3. Ah, yes, the old “force the other side to hurt you” tactic. Gets sympathy every time! Some day I’m going to have to take the time to figure out how it is that the American Left became anti-Israel and pro-Palestinian. I’m pretty sure its just historical ignorance and short term attention span combined with a few high profile demagogues, excessive defense of Islam and a lot of “Think of the children!,” but I need to make sure. The efforts by the news media to make yesterday’s violence in Gaza into an Israeli atrocity is classic distorted news, but the mainstream media is following the lead of its Dark Masters, like Democratic Party co-chair Keith Ellison, Louis Farrakhan supporter and apologist, along with three other Democrats issued a statement reading in part,
The rest of the statement goes on to blame, naturally, the President for the violence, because he finally kept the promise every President since Reagan has made to Israel about moving the U.S. embassy to Jerusalem.
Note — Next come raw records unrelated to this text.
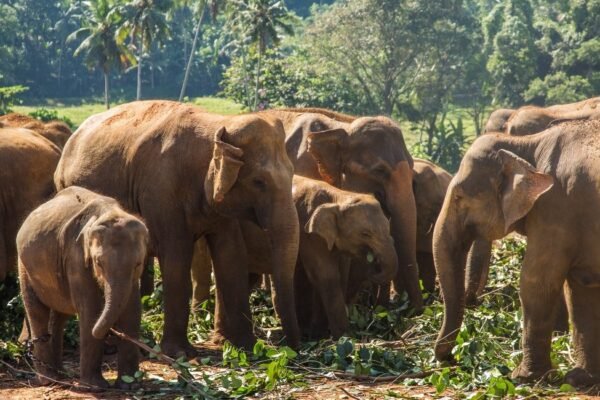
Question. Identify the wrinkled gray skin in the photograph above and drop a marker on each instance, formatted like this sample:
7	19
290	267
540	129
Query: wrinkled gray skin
545	186
530	119
365	155
193	174
81	253
498	119
338	226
Note what Rep. Ellison—the term “weasel” comes to mind—does in that statement. After casually noting that the protesters were “mostly unarmed”—meaning that some were armed, and indeed we know some were armed with lethal weapons like Molotov cocktails—he states that only imminent threat to life justifies lethal force, as if he made the armed protesters vanish with his previous sentence. If there is a mob in which some are armed, the whole mob is a threat. If was partially on this basis that John Adams got most of the British soldier accused of murder in the Boston Massacre acquitted. The protest tactic of forcing a violent response is a well-loved page of the revolutionary’s play-book, used in Boston, at Kent State, at Harvard (I witnessed that one), in the streets of Chicago during the Democratic National Convention, by Occupy Wall Street in several cities, in Ferguson, and in Charlottesville. It always “works,” sacrificing a few martyrs for sympathy for the cause, however misguided or wrong it might be. That doesn’t make it ethical, or justify the deliberate distortion of the dynamics of such confrontations.